CleanSpark Launches $1.15B Convertible Note Offering for Bitcoin Mining and AI Expansion

CleanSpark plans to raise $1.15B in convertible notes, with a $460M buyback, to boost mining and AI/HPC capacity. Closing Nov 13; ops should prep for dense sites and tight supply.

Categorized in: AI News Operations
Published on: Nov 12, 2025
CleanSpark Launches $1.15B Convertible Note Offering for Bitcoin Mining and AI Expansion

CleanSpark's $1.15B Convertible Notes: What Ops Leaders Need to Know

CleanSpark plans to raise $1.15 billion through a senior convertible note offering to scale its Bitcoin mining footprint and accelerate AI/HPC infrastructure. The company expects about $1.13 billion in net proceeds, or up to $1.28 billion if underwriters exercise their options. Closing is slated for November 13, pending standard conditions.

For operations teams, this is a clear signal: capital is shifting to high-density compute, energy-secure sites, and data center buildouts that can flex between Bitcoin and AI workloads. Execution speed, power strategy, and vendor coordination will decide who wins.

Key takeaways for operations leaders

  • $1.15B raise via senior convertible notes to expand Bitcoin and AI infrastructure.
  • $460M buyback at $15.03 per share; remaining funds aimed at power/land, data centers, loan repayment, and corporate needs.
  • AI pivot is real: CleanSpark joins peers shifting capacity toward GPU hosting and HPC as post-halving economics tighten.
  • Scale advantage: CleanSpark is the second-largest miner with 46.6 EH/s, behind Marathon.
  • Timeline: Offering expected to close November 13, subject to customary conditions.
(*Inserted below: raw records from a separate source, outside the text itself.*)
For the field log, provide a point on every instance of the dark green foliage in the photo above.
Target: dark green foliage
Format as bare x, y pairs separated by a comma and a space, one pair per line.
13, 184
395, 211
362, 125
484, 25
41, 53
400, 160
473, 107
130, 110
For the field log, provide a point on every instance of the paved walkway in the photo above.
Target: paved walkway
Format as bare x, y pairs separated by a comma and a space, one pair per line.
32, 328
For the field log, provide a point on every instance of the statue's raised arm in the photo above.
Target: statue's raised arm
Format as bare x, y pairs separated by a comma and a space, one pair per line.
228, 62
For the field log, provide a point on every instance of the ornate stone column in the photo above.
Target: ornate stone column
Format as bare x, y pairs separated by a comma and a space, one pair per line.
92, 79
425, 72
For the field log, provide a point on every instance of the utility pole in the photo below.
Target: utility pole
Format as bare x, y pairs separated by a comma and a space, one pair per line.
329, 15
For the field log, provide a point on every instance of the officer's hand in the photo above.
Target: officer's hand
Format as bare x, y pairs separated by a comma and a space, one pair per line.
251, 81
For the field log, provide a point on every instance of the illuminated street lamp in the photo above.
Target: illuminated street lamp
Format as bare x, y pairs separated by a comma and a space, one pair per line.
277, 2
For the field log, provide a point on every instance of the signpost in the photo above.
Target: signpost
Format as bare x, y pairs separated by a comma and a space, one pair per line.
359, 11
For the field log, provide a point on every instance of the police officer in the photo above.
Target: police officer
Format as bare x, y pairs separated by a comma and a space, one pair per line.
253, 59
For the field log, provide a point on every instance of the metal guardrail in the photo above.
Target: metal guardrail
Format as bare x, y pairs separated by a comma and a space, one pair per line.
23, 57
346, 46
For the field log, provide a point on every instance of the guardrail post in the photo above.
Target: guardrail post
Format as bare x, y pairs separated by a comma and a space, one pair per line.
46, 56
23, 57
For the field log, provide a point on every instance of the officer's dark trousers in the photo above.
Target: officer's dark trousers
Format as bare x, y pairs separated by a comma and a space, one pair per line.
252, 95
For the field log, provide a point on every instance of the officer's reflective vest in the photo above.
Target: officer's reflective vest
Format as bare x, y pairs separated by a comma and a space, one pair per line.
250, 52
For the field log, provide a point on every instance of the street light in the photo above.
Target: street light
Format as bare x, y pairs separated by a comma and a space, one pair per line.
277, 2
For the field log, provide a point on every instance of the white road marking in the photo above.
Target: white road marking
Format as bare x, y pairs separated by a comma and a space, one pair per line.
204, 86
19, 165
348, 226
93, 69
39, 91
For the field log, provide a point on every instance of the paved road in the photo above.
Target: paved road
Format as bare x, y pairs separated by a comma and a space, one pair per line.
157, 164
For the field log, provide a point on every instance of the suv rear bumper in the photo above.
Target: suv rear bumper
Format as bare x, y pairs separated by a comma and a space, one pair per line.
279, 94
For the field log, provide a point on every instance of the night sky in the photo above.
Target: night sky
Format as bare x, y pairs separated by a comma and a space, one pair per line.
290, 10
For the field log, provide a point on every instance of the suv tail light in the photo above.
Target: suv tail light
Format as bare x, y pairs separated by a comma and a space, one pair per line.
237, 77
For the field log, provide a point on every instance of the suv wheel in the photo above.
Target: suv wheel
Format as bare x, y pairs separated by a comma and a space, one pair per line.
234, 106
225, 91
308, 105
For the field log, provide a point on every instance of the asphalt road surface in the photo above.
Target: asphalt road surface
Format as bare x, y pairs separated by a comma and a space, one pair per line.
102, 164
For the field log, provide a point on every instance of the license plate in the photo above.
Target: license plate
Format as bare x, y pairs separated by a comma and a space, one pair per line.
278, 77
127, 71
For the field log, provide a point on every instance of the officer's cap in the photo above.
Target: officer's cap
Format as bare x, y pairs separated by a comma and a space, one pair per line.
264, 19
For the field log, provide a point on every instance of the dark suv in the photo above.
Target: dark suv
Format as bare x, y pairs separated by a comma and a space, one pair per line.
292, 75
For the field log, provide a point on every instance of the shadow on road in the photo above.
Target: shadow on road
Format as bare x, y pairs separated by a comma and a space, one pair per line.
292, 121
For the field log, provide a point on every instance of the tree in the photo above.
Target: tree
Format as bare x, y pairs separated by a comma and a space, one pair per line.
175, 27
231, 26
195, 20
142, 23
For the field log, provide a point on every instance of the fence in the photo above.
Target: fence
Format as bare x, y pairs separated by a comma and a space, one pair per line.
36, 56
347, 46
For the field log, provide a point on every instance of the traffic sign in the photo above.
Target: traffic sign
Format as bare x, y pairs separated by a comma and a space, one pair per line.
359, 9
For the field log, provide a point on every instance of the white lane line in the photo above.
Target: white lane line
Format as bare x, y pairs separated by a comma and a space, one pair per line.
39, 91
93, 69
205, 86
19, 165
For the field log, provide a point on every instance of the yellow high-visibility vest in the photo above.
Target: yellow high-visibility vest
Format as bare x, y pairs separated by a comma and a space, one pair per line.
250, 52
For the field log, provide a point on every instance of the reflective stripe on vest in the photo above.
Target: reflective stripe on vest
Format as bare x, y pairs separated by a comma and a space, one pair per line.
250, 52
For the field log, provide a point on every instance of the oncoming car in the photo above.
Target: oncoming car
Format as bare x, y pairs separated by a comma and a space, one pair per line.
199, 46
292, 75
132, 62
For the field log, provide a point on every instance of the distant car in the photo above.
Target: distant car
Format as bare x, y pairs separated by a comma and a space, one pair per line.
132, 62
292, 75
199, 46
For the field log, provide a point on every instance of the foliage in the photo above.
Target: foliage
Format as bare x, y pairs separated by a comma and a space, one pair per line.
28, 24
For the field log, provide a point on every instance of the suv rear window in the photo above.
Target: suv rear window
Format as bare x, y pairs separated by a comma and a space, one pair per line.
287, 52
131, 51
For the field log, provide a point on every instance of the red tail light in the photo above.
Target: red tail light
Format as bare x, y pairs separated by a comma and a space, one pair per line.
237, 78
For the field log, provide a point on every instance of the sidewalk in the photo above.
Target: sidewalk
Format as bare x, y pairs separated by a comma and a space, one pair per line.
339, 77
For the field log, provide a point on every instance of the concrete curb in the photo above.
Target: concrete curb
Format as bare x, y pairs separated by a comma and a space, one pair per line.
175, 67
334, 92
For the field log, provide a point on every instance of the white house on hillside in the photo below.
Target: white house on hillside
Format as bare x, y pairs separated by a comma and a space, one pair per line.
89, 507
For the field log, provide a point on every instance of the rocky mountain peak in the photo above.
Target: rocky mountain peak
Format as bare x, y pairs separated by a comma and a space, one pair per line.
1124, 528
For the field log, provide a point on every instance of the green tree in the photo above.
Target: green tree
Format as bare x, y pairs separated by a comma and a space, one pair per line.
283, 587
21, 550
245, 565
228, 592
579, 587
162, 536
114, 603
How the capital will be deployed

CleanSpark earmarked $460 million for stock repurchases via privately negotiated deals at $15.03 per share. The rest targets expansion of power and land holdings, accelerated data center development, repayment of Bitcoin-backed loans, and general corporate use.

Translation for ops: expect new site acquisitions, interconnect activity, long-lead equipment orders, and retrofit plans for AI-ready capacity. Georgia is flagged as a strategic region for conversions and new builds.

Why this matters: AI/HPC is the hedge

Post-halving, miners are redirecting energy and real estate into higher-yield compute. IREN secured a multibillion-dollar GPU hosting agreement with Microsoft, and Core Scientific signed a $3.5B deal with CoreWeave for 200 MW of HPC. CleanSpark's move follows that path-shifting from pure mining to diversified compute economics.

Expect tighter lead times for switchgear, transformers, liquid cooling, and high-capacity networking as more miners chase the same AI demand. Vendor allocation and construction sequencing will be a competitive moat.

Market pressure to factor into your plans

Margins are under strain: rising power costs, softer Bitcoin prices, and halved block rewards are compressing profitability. Hashprice has hovered around levels that squeeze smaller operators and delay hardware purchases.

If you model revenue streams, refresh your assumptions with current hashprice data and sensitivity to power volatility.

Operational implications: what to line up now

  • Site strategy: Validate Georgia and similar regions for power availability, interconnect queues, water constraints, and local incentives.
  • Power procurement: Lock multi-year PPAs where possible; layer hedges; plan curtailment revenue and demand response programs.
  • Cooling design: Prepare for AI density. Evaluate immersion or direct-to-chip liquid cooling, heat reuse options, and redundancy standards.
  • Electrical and network: Order long-lead gear (transformers, switchgear) early; ensure fiber pathways and low-latency routes for AI workloads.
  • Capacity mix: Maintain optionality between mining and GPU hosting. Modular blocks let you swing capacity as economics shift.
  • Contracts: Build GPU hosting MSAs with clear SLAs, escalation clauses, and power pass-through mechanics.
  • Financing risk: Track convertible triggers, potential dilution, and covenant constraints on capex timing.
  • Supply chain: Secure vendor allocations for GPUs, PDUs, racks, and liquid cooling components; set buffer inventory for critical spares.
  • Workforce: Upskill technicians for liquid cooling, GPU farm orchestration, and monitoring stacks.
  • Contingency: Run BTC price and power-cost stress tests; pre-plan de-risked ramp schedules and phased energization.

Peers and momentum

TeraWulf's Q3 revenue rose 87% to $50.6M, with $43.4M from digital assets and incremental HPC leasing income. Core Scientific exited distress by leaning into AI agreements. The playbook is clear: pair energy-secure sites with compute customers who value uptime and throughput over speculative yield.

Timeline and checkpoints

The offering is expected to close on November 13. Watch for site announcements, interconnect milestones, and purchase orders that indicate where the first AI-ready capacity will land.

The $460M buyback sets a near-term floor for investor sentiment, while the remaining capital will show up in dirt moved, megawatts added, and GPUs deployed.